Di masa lalu, kita butuh seseorang untuk menyuarakan aspirasi. Jarak yang jauh, keterbatasan komunikasi, dan jumlah populasi membuat demokrasi tidak bisa langsung. Maka lahirlah konsep "wakil rakyat", orang yang kita pilih untuk membawa suara kita ke ruang pengambilan keputusan.
Tapi itu masa lalu.
Hari ini, kita hidup dalam era ketika setiap suara bisa langsung dikumpulkan, diproses, dan dianalisis melalui kecerdasan buatan. Teknologi sudah menembus batas waktu dan ruang. Pertanyaannya kini lebih tajam: masih relevankah wakil rakyat di era AI?
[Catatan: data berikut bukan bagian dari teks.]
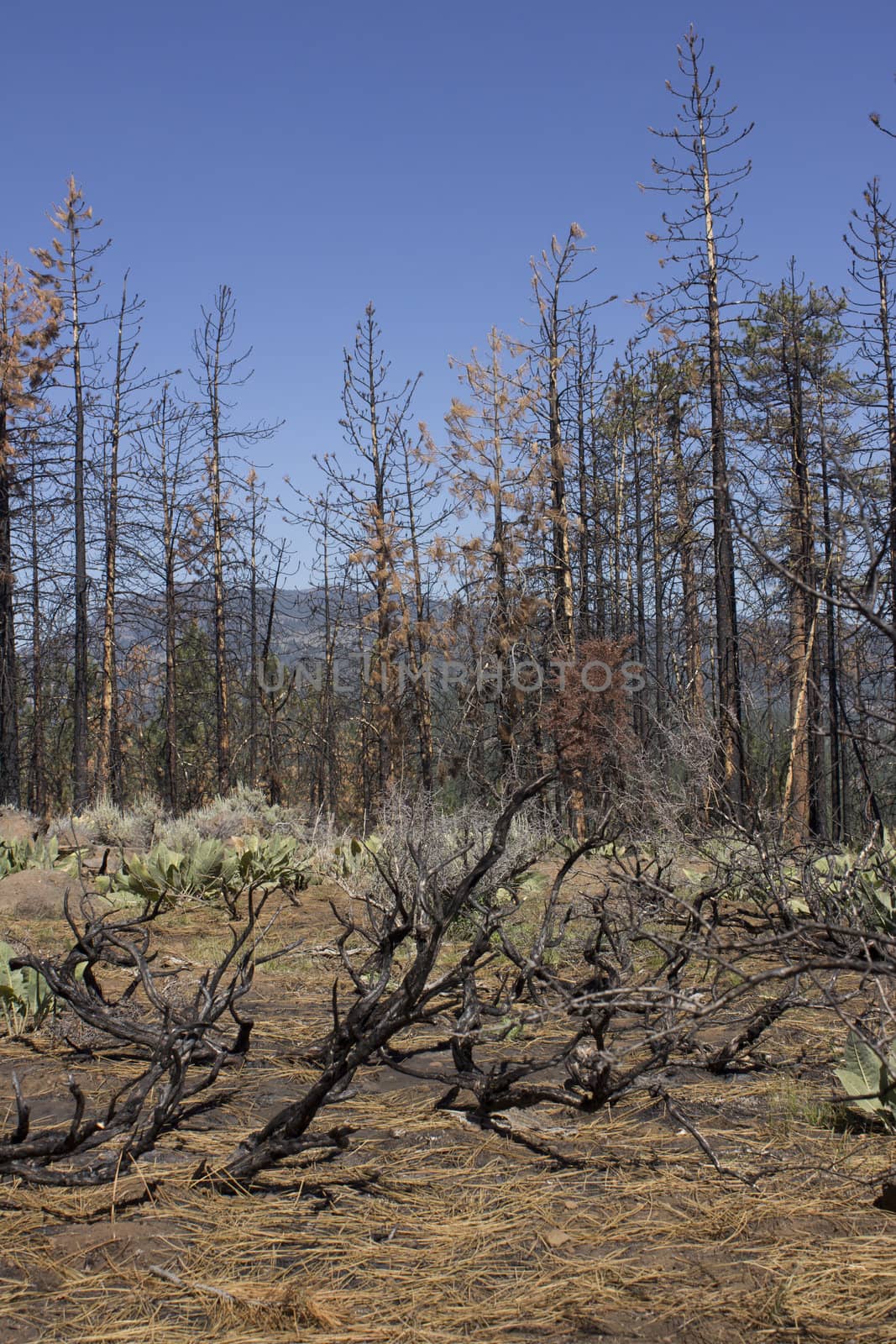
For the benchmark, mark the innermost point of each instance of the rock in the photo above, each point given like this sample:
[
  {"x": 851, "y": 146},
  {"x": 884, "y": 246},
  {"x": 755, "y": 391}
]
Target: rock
[
  {"x": 19, "y": 826},
  {"x": 38, "y": 894}
]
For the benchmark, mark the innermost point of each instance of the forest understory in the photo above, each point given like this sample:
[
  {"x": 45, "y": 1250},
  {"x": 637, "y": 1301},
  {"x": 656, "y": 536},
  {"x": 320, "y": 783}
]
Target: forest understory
[{"x": 728, "y": 1191}]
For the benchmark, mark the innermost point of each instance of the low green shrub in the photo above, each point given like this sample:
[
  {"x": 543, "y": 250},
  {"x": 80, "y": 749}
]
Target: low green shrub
[{"x": 868, "y": 1079}]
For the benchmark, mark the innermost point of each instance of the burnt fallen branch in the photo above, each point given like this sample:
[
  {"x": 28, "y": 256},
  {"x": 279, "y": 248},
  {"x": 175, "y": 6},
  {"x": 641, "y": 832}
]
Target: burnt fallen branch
[{"x": 176, "y": 1037}]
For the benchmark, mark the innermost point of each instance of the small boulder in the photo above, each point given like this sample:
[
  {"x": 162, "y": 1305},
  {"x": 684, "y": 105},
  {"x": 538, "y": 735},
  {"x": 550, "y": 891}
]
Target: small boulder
[{"x": 38, "y": 894}]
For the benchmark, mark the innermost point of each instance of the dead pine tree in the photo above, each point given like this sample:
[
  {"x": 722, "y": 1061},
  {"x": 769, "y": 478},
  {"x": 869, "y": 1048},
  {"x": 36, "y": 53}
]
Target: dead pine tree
[
  {"x": 29, "y": 315},
  {"x": 217, "y": 373},
  {"x": 701, "y": 245},
  {"x": 70, "y": 261},
  {"x": 107, "y": 766},
  {"x": 872, "y": 242},
  {"x": 550, "y": 383}
]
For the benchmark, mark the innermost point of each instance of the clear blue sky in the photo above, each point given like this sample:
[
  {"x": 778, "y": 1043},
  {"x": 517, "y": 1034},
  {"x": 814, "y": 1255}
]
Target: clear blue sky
[{"x": 318, "y": 156}]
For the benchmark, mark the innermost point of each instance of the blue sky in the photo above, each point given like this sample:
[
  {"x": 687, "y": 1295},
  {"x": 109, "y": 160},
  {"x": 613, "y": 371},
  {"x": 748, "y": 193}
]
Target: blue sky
[{"x": 317, "y": 156}]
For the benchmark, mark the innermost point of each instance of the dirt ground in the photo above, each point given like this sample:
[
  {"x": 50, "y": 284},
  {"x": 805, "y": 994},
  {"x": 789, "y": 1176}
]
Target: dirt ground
[{"x": 430, "y": 1229}]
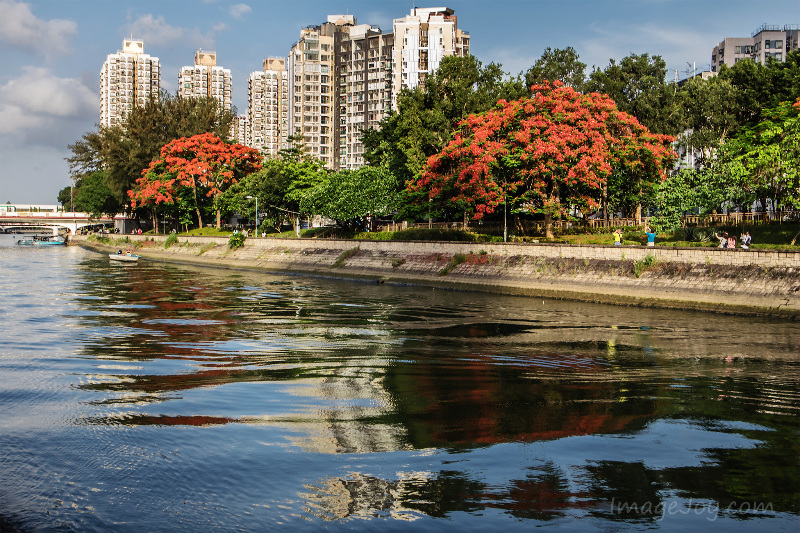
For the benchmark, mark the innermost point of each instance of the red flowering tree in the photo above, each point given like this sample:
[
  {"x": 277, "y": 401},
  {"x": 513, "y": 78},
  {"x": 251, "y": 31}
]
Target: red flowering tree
[
  {"x": 548, "y": 154},
  {"x": 192, "y": 168}
]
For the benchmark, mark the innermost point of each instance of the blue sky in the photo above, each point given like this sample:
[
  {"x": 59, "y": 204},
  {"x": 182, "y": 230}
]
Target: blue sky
[{"x": 52, "y": 51}]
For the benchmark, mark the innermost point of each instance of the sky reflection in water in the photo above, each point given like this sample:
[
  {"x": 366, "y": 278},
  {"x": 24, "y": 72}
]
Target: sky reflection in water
[{"x": 151, "y": 397}]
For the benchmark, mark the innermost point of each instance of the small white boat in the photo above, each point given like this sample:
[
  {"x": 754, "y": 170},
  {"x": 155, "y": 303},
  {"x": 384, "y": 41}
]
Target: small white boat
[{"x": 124, "y": 257}]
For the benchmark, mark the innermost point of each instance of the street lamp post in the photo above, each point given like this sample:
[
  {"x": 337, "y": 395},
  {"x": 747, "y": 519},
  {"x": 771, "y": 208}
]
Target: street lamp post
[{"x": 256, "y": 198}]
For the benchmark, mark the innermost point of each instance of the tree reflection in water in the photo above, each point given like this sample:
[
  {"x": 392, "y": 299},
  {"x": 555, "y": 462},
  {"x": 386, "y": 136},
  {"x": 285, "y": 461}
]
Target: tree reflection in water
[{"x": 489, "y": 389}]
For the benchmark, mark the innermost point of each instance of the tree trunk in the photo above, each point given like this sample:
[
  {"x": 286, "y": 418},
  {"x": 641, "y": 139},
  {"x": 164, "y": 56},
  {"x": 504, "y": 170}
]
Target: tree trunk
[{"x": 197, "y": 208}]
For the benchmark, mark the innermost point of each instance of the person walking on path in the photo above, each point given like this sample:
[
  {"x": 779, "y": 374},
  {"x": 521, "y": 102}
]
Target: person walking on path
[
  {"x": 651, "y": 236},
  {"x": 746, "y": 238}
]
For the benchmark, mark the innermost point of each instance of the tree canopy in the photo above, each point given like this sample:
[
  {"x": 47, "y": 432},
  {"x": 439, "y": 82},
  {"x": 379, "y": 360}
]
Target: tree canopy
[
  {"x": 558, "y": 65},
  {"x": 202, "y": 166},
  {"x": 550, "y": 153},
  {"x": 123, "y": 151},
  {"x": 427, "y": 114}
]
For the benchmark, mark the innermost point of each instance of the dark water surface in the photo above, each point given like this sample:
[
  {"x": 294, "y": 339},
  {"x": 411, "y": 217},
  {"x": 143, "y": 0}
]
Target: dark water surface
[{"x": 150, "y": 397}]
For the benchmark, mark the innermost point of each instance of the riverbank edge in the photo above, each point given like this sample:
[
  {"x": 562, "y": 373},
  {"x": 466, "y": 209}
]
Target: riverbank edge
[{"x": 750, "y": 284}]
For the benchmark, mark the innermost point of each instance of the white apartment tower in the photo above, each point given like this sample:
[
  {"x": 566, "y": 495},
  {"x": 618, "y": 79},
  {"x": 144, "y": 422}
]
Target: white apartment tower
[
  {"x": 312, "y": 101},
  {"x": 268, "y": 107},
  {"x": 241, "y": 130},
  {"x": 363, "y": 88},
  {"x": 128, "y": 78},
  {"x": 421, "y": 39},
  {"x": 767, "y": 41},
  {"x": 206, "y": 79}
]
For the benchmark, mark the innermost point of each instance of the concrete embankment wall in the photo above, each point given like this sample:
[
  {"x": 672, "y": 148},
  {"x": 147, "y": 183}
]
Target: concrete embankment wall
[{"x": 730, "y": 281}]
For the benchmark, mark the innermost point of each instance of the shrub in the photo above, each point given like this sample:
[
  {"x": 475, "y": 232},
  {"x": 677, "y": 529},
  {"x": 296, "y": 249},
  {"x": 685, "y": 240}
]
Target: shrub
[
  {"x": 639, "y": 267},
  {"x": 236, "y": 240}
]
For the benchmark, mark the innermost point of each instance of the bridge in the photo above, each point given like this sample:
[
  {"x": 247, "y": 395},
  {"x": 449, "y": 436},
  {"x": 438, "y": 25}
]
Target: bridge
[{"x": 50, "y": 220}]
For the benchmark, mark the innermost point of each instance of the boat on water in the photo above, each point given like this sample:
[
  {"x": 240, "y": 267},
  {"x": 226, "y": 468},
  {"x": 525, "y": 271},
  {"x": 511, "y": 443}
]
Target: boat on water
[
  {"x": 125, "y": 258},
  {"x": 49, "y": 241}
]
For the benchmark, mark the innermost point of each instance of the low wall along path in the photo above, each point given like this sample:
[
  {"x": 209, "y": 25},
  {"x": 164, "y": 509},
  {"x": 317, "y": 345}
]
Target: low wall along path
[{"x": 759, "y": 282}]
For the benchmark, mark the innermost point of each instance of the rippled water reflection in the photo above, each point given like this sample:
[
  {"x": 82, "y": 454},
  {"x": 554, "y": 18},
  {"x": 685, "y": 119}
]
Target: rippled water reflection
[{"x": 149, "y": 397}]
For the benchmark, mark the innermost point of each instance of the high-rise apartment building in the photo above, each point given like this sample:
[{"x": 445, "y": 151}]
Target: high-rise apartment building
[
  {"x": 205, "y": 79},
  {"x": 312, "y": 103},
  {"x": 363, "y": 86},
  {"x": 268, "y": 107},
  {"x": 766, "y": 41},
  {"x": 344, "y": 78},
  {"x": 128, "y": 78},
  {"x": 241, "y": 130},
  {"x": 421, "y": 39}
]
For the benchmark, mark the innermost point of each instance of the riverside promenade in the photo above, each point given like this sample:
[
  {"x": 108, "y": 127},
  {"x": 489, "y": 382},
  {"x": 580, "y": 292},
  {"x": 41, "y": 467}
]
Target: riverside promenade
[{"x": 750, "y": 282}]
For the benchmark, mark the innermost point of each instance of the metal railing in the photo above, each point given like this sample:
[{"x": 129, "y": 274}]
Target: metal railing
[{"x": 538, "y": 226}]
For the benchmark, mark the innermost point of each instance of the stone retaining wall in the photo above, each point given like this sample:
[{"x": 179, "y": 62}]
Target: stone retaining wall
[{"x": 735, "y": 281}]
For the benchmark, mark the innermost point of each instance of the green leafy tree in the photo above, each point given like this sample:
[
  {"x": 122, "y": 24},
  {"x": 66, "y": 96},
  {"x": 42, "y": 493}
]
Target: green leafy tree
[
  {"x": 350, "y": 196},
  {"x": 94, "y": 196},
  {"x": 760, "y": 86},
  {"x": 549, "y": 154},
  {"x": 637, "y": 84},
  {"x": 763, "y": 160},
  {"x": 203, "y": 166},
  {"x": 124, "y": 151},
  {"x": 558, "y": 65},
  {"x": 427, "y": 114},
  {"x": 710, "y": 117}
]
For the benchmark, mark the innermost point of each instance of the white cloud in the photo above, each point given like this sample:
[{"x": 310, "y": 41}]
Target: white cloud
[
  {"x": 239, "y": 10},
  {"x": 41, "y": 108},
  {"x": 19, "y": 27},
  {"x": 155, "y": 30}
]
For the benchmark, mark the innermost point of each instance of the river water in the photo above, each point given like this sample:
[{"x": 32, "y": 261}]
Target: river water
[{"x": 152, "y": 397}]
Demokrasi Digital Sudah Hadir, tanpa Kita Sadari
Tanpa perlu menunggu pemilu lima tahun sekali, media sosial sudah menjadi tempat rakyat berpendapat tiap detik. Dari keresahan soal harga beras hingga undang-undang kontroversial, semua tumpah di Twitter, Instagram, TikTok, dan forum-forum digital. Yang membaca? Bukan hanya manusia, tapi algoritma.
AI dapat:
- Mengidentifikasi tren aspirasi masyarakat.
- Merangkum opini publik dari jutaan komentar.
- Menyusun proyeksi kebijakan berbasis data perilaku rakyat.
Bayangkan bila sistem ini diintegrasikan ke dalam proses legislasi. Suara publik bisa diolah secara real-time, transparan, dan nyaris tanpa bias pribadi. Maka, untuk apa lagi wakil rakyat?
Kalau Hanya Menyuarakan Rakyat, AI Bisa
Secara teknis, kecerdasan buatan bisa menggantikan fungsi administratif wakil rakyat:
- Membaca suara mayoritas.
- Menyusun draf undang-undang.
- Menyimulasikan dampak kebijakan.
Namun, demokrasi bukan sekadar "siapa yang paling banyak bersuara". Demokrasi yang sehat harus juga melindungi yang sedikit, yang terpinggirkan, yang tidak viral. Dan di sinilah batas AI mulai terlihat.